MOHAMMAD ERFANI AYOOB ( Afghanistan) called for the full implementation of the Special Committee’s mandate and urged it to continue improving its working methods. He said targeted sanctions needed to be engaged with clear objectives and mechanisms to ensure that the results did not involve with adverse consequences on State populations or third States. He noted his country’s involvement with the activities of Security Sanctions Committee of 1267 on the Taliban and Al-Qaida, and stated its commitment to fulfil its obligations.
He said he welcomed the progress made by the Security Council in its new procedures for the listing and de-listing of individuals and entities on sanctions lists. This required fair procedures and regular review; the sanctions committees should carefully study each case and create clear criteria. He said that through its examination of legal matters, the Special Committee’s contributions were instrumental in the reform process and the democratization of the United Nations.
MARY MCLEOD (United States) said the Special Committee should not aim to devise norms concerning the design and implementation of sanctions, or pursue activities in the area that were duplicative of or inconsistent with, the roles of the principal organs as set out in the Charter.

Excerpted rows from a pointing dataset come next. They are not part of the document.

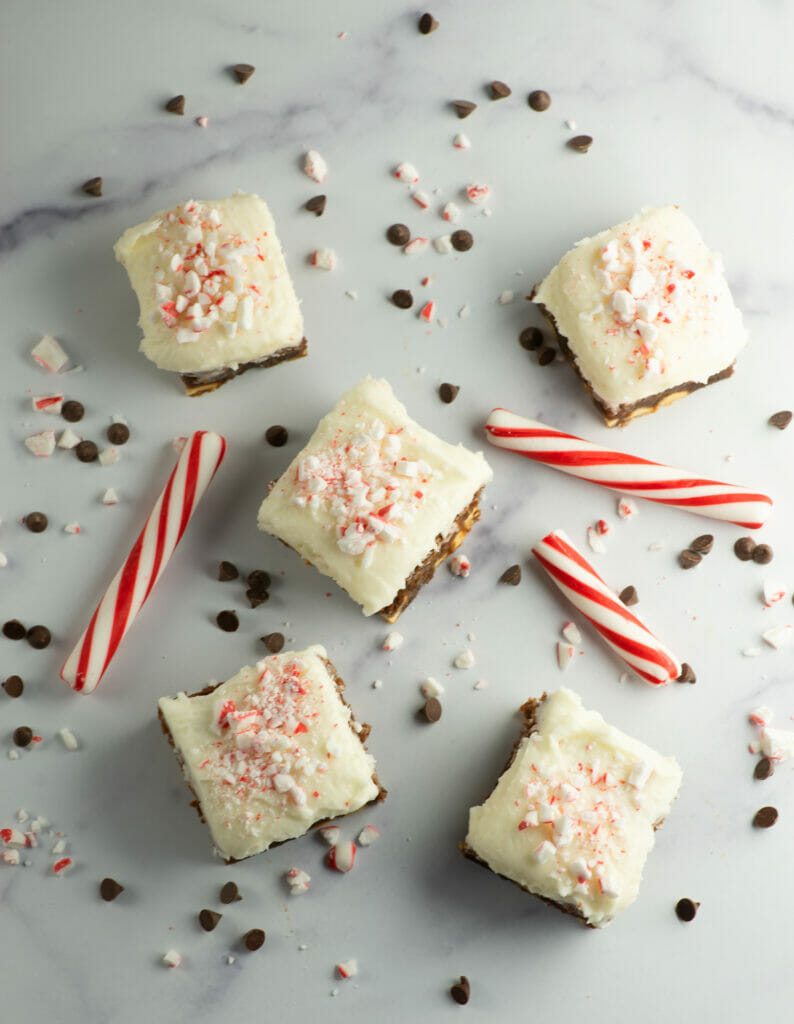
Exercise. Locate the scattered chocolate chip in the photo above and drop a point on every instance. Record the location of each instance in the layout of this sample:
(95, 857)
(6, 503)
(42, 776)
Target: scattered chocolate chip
(243, 72)
(580, 142)
(209, 920)
(230, 893)
(531, 338)
(253, 939)
(86, 451)
(226, 571)
(685, 909)
(764, 817)
(781, 420)
(93, 186)
(36, 522)
(762, 554)
(14, 630)
(399, 235)
(744, 548)
(13, 686)
(539, 100)
(118, 433)
(110, 889)
(277, 435)
(402, 298)
(39, 637)
(448, 392)
(463, 108)
(274, 642)
(73, 411)
(763, 769)
(316, 205)
(23, 734)
(461, 990)
(227, 621)
(511, 576)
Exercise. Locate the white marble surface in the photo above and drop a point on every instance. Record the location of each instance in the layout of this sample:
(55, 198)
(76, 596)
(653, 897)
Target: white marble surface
(692, 103)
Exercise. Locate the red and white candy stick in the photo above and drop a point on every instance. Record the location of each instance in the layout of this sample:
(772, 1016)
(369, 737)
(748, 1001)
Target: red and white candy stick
(627, 473)
(145, 563)
(622, 630)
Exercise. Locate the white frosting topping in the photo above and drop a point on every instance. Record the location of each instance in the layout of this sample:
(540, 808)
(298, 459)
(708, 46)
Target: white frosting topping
(572, 819)
(366, 499)
(212, 285)
(644, 307)
(269, 752)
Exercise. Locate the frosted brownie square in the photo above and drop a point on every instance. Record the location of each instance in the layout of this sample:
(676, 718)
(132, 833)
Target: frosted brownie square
(272, 752)
(214, 292)
(572, 818)
(375, 501)
(643, 312)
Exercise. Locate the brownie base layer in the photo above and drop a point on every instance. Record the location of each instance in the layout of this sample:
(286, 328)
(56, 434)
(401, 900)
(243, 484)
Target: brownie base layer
(196, 803)
(196, 384)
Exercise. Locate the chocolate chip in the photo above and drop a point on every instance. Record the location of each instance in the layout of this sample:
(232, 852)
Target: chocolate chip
(399, 235)
(93, 186)
(72, 411)
(227, 621)
(13, 686)
(463, 108)
(118, 433)
(243, 72)
(277, 435)
(316, 205)
(762, 554)
(764, 817)
(580, 142)
(744, 548)
(110, 889)
(461, 990)
(274, 642)
(402, 298)
(209, 920)
(226, 571)
(780, 420)
(539, 100)
(36, 522)
(253, 939)
(685, 909)
(23, 734)
(531, 338)
(14, 630)
(763, 769)
(39, 637)
(86, 451)
(499, 90)
(230, 893)
(511, 576)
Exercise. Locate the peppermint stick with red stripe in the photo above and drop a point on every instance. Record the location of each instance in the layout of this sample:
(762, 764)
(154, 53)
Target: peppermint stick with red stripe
(627, 473)
(622, 630)
(133, 583)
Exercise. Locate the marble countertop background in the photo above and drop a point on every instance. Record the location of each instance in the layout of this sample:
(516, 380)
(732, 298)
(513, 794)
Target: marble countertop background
(687, 103)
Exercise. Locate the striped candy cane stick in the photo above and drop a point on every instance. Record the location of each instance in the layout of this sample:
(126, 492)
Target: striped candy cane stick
(622, 630)
(145, 563)
(627, 473)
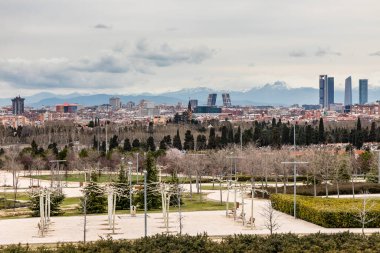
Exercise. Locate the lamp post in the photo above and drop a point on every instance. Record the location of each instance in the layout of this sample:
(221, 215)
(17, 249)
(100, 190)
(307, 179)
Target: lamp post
(145, 205)
(130, 186)
(378, 166)
(294, 182)
(137, 168)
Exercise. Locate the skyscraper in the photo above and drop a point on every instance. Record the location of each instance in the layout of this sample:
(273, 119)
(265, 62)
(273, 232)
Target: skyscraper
(115, 103)
(330, 90)
(211, 101)
(226, 99)
(18, 105)
(323, 91)
(363, 91)
(348, 91)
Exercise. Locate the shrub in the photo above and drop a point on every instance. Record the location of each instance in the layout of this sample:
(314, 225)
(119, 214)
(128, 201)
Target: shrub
(345, 188)
(327, 212)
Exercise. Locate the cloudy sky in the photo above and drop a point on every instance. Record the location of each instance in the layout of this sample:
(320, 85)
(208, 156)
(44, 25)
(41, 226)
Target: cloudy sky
(124, 47)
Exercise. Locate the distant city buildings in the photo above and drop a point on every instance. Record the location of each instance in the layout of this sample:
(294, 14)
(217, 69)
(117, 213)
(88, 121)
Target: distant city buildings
(18, 105)
(193, 103)
(211, 101)
(348, 91)
(330, 90)
(323, 91)
(226, 100)
(363, 91)
(115, 103)
(66, 108)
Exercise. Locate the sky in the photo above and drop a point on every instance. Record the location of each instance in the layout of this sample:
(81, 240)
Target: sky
(131, 47)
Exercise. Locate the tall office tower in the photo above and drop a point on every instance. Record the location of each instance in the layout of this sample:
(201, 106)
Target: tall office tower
(18, 105)
(330, 90)
(115, 103)
(211, 101)
(193, 103)
(348, 91)
(363, 91)
(323, 91)
(226, 99)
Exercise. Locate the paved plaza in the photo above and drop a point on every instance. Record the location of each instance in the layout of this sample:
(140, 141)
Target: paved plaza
(214, 223)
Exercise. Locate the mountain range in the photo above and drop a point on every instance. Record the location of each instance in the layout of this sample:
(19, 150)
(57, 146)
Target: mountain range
(277, 93)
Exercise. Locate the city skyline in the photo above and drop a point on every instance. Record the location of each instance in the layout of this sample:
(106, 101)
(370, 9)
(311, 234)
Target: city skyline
(128, 47)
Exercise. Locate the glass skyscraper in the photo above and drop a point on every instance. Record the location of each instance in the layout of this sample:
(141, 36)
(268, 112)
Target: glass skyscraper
(363, 91)
(348, 91)
(323, 91)
(330, 90)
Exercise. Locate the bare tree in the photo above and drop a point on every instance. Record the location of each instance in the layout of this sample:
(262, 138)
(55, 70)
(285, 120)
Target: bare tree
(270, 217)
(362, 211)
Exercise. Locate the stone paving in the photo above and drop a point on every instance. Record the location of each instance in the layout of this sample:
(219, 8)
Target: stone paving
(214, 223)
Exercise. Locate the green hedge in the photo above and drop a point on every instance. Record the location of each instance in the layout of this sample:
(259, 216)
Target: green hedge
(327, 212)
(344, 189)
(340, 242)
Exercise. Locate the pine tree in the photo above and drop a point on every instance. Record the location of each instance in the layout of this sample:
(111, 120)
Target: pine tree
(95, 143)
(359, 135)
(189, 141)
(122, 187)
(211, 139)
(114, 143)
(153, 196)
(150, 146)
(201, 142)
(96, 200)
(372, 132)
(321, 130)
(127, 145)
(177, 141)
(224, 137)
(136, 143)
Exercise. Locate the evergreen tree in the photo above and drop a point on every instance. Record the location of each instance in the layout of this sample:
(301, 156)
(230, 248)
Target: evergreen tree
(177, 141)
(224, 137)
(127, 145)
(96, 199)
(201, 142)
(230, 135)
(358, 135)
(95, 143)
(189, 141)
(321, 130)
(114, 143)
(211, 139)
(136, 143)
(285, 134)
(122, 187)
(153, 196)
(150, 146)
(372, 132)
(237, 136)
(276, 138)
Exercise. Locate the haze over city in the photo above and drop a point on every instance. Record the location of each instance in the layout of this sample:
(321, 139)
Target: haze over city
(129, 47)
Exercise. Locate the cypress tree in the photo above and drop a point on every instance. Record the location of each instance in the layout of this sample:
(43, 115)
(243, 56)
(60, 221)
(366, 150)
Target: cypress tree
(321, 131)
(189, 141)
(211, 139)
(177, 141)
(127, 145)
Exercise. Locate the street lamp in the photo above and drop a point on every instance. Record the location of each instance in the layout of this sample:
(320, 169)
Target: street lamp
(145, 205)
(294, 182)
(130, 187)
(378, 166)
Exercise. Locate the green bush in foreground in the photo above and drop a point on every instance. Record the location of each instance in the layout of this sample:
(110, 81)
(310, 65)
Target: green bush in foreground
(342, 242)
(329, 212)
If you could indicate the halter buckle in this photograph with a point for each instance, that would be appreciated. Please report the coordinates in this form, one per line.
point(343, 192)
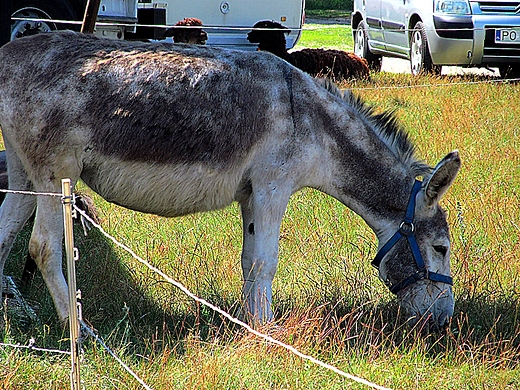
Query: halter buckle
point(407, 228)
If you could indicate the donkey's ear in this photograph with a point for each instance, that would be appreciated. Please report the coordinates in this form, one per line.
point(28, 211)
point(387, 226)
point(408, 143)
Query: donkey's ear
point(442, 177)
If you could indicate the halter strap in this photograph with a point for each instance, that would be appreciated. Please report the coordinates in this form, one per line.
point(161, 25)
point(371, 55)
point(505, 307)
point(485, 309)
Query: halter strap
point(407, 229)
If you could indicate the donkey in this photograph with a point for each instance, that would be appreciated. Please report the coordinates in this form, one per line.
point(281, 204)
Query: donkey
point(174, 129)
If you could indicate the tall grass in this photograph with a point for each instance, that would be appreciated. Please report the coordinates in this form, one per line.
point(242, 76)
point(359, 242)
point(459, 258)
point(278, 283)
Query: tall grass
point(328, 300)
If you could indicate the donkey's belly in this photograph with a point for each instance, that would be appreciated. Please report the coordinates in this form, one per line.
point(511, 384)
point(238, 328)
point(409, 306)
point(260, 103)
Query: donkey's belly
point(167, 190)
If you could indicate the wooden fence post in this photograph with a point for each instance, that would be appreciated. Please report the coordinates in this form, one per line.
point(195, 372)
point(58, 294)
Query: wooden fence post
point(5, 21)
point(67, 200)
point(89, 20)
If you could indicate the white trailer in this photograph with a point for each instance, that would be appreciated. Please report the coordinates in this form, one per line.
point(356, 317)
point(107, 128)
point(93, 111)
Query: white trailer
point(227, 22)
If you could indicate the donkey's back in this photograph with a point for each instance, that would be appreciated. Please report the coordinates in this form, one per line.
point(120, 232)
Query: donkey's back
point(164, 129)
point(193, 120)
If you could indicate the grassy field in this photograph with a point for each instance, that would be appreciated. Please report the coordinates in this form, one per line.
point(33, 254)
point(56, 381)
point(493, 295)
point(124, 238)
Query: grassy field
point(329, 302)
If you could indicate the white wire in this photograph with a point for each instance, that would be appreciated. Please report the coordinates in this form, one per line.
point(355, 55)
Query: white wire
point(225, 314)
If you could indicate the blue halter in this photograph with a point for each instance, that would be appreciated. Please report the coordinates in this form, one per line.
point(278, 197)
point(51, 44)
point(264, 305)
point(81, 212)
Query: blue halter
point(407, 229)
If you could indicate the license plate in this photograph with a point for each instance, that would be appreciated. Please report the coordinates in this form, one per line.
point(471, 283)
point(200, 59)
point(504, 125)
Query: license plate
point(507, 35)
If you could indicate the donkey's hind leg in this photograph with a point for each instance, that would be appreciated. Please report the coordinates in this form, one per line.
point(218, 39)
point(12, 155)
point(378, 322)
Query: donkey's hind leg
point(45, 247)
point(16, 208)
point(261, 223)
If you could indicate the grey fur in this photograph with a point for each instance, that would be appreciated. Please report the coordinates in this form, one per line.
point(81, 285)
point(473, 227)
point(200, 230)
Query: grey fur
point(176, 129)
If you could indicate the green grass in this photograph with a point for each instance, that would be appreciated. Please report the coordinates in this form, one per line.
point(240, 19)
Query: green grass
point(328, 300)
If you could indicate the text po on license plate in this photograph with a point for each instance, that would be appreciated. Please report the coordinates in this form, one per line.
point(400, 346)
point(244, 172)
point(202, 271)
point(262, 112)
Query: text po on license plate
point(507, 35)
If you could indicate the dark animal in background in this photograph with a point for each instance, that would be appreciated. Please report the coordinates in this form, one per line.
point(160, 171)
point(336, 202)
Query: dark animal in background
point(335, 64)
point(188, 34)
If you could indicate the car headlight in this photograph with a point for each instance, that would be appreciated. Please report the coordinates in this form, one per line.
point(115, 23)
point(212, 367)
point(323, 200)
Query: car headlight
point(456, 7)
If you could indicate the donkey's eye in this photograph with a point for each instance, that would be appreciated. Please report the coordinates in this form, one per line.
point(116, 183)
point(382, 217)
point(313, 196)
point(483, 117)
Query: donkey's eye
point(440, 249)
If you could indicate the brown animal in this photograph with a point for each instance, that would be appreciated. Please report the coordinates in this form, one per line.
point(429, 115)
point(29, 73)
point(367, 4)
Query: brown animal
point(183, 32)
point(335, 64)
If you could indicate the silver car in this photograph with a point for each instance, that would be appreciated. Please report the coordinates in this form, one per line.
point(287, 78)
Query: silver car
point(432, 33)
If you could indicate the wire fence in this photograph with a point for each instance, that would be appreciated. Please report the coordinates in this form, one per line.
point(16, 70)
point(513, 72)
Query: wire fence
point(186, 291)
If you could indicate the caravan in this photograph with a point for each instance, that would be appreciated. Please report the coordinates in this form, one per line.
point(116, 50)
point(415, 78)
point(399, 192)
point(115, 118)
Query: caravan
point(226, 22)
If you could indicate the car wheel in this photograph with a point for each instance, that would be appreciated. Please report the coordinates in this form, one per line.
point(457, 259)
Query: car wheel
point(52, 10)
point(361, 48)
point(509, 71)
point(420, 59)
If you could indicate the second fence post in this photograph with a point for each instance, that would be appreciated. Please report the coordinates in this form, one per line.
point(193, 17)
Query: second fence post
point(67, 200)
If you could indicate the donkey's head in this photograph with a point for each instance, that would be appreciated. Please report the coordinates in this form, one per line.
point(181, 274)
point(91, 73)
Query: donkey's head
point(415, 261)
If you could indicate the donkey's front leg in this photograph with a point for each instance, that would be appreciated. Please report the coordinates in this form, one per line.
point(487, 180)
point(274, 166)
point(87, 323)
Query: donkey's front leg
point(261, 226)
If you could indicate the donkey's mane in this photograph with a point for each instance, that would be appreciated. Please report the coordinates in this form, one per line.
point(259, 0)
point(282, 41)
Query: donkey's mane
point(386, 126)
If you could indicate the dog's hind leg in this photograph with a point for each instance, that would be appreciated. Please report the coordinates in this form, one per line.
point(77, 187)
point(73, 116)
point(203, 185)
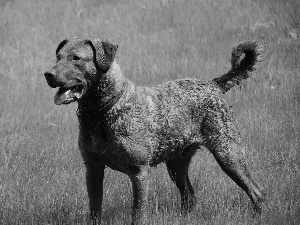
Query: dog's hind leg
point(178, 168)
point(223, 140)
point(139, 179)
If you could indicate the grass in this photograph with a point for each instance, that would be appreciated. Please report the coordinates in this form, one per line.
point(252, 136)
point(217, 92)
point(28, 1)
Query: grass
point(41, 171)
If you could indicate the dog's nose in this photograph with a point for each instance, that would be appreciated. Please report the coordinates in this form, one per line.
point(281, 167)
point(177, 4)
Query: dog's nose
point(49, 75)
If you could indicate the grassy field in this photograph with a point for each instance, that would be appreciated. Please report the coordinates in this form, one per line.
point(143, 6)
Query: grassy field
point(41, 171)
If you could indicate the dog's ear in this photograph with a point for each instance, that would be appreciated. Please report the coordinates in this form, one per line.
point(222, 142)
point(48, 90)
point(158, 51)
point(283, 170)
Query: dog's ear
point(61, 45)
point(104, 53)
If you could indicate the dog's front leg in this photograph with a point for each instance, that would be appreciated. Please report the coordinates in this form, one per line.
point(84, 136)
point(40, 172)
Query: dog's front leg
point(94, 182)
point(139, 180)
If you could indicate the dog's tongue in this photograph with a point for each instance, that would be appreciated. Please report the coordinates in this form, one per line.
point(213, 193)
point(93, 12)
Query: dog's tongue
point(62, 95)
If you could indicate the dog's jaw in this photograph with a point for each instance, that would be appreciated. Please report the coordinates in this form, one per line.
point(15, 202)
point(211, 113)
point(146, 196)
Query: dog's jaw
point(68, 95)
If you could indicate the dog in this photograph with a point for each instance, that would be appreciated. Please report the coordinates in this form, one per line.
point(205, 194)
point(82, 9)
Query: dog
point(130, 128)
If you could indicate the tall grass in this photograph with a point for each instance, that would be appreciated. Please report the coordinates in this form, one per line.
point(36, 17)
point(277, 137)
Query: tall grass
point(41, 171)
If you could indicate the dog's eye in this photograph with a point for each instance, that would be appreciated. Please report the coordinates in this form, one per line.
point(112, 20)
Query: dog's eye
point(76, 58)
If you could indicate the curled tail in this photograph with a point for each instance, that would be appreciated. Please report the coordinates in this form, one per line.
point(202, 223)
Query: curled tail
point(241, 69)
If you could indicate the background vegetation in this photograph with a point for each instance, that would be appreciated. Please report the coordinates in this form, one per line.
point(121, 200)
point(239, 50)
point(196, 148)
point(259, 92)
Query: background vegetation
point(41, 171)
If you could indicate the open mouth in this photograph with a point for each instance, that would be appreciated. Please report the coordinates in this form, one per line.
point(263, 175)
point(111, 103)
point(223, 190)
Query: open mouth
point(66, 95)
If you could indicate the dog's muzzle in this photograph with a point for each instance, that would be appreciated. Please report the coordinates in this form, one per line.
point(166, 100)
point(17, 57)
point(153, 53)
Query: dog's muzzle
point(68, 92)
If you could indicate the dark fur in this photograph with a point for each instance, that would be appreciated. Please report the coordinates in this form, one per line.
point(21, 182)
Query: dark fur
point(130, 128)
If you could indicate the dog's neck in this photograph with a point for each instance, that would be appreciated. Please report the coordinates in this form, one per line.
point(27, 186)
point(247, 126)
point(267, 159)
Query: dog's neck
point(100, 99)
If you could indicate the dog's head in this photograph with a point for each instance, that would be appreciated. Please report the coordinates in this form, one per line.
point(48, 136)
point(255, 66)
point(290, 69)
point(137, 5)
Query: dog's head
point(80, 65)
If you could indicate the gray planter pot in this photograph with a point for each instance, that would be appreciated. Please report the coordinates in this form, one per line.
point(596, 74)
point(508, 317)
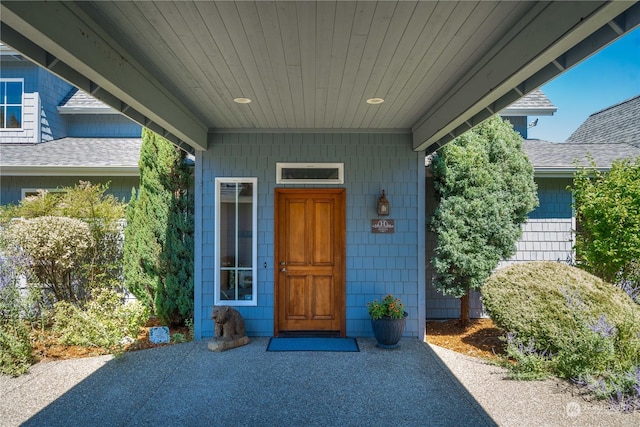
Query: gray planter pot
point(388, 331)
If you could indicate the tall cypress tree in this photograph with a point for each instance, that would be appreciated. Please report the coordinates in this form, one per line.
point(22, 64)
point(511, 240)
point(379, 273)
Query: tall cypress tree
point(174, 302)
point(486, 190)
point(159, 234)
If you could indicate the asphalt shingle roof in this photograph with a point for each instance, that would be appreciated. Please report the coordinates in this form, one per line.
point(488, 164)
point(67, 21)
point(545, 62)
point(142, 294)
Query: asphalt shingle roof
point(73, 152)
point(617, 124)
point(561, 155)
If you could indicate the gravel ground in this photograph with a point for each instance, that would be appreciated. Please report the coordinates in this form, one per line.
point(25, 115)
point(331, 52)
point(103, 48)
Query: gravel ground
point(529, 403)
point(187, 385)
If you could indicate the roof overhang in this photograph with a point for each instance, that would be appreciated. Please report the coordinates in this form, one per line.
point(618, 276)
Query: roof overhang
point(108, 171)
point(528, 111)
point(554, 43)
point(85, 43)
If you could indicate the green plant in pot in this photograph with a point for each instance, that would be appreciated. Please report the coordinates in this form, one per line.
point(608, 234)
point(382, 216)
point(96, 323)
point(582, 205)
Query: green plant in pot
point(388, 320)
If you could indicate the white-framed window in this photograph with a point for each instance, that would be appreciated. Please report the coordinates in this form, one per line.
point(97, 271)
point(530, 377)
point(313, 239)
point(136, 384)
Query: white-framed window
point(309, 173)
point(236, 220)
point(11, 103)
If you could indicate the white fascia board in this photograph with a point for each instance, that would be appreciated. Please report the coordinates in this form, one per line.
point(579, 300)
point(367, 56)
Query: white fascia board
point(88, 110)
point(69, 171)
point(528, 111)
point(559, 172)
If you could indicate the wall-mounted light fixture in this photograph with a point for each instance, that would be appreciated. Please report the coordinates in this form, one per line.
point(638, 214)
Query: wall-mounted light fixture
point(383, 205)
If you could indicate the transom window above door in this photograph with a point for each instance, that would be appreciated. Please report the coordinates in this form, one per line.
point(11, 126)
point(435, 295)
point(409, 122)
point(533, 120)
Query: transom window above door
point(309, 173)
point(236, 241)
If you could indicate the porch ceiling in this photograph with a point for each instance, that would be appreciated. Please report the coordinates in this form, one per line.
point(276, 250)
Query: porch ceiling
point(441, 67)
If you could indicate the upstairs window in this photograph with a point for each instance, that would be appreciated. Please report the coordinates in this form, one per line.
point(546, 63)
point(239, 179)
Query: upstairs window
point(236, 241)
point(11, 91)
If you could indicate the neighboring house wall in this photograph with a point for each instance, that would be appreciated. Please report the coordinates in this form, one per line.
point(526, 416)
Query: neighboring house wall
point(42, 93)
point(11, 186)
point(51, 90)
point(547, 236)
point(376, 264)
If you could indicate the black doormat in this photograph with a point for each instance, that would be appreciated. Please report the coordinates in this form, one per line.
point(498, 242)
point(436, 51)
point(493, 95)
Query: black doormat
point(313, 344)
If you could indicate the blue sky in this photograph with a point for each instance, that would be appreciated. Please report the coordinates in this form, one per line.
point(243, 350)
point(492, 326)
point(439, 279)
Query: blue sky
point(610, 76)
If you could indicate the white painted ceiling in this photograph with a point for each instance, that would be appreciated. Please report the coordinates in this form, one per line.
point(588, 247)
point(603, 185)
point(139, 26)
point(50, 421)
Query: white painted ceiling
point(441, 67)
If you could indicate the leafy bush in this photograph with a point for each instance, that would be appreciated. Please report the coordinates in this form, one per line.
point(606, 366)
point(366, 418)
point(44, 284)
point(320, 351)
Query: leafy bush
point(56, 248)
point(530, 363)
point(539, 300)
point(608, 207)
point(100, 264)
point(575, 326)
point(104, 322)
point(15, 347)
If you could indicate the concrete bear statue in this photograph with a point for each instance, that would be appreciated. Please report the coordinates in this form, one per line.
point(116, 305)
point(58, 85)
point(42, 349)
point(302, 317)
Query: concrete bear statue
point(229, 324)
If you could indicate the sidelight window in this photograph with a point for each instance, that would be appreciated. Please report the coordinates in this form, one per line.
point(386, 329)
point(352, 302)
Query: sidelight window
point(236, 241)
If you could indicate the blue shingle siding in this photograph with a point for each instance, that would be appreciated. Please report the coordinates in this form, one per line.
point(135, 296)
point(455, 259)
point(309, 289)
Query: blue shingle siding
point(376, 264)
point(11, 186)
point(42, 93)
point(547, 236)
point(51, 90)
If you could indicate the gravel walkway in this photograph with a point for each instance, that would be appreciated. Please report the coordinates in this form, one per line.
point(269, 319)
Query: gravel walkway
point(187, 385)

She noted that some States continued to assert that Article 50 required the Council to assist third States affected by the imposition of sanctions, while in fact the Article provided for the right to consult the Council.
It provided a mechanism to discuss the effects of sanctions on third States, but did not require the Council to take specific action. With that in mind, it should be recalled that no sanctions committees had been approached by Member States with concerns about special economic problems resulting from the imposition of sanctions. That was due to targeted sanctions, which minimized the unintended economic consequences for States. There was no need to establish either a fund or other financial mechanism to address an abstract concern.
Statements in Right of Reply
The representative of the Republic of Korea said he was responding to the statement of the delegate from the Democratic People’s Republic of Korea referring to the United Nations presence in his country being illegal.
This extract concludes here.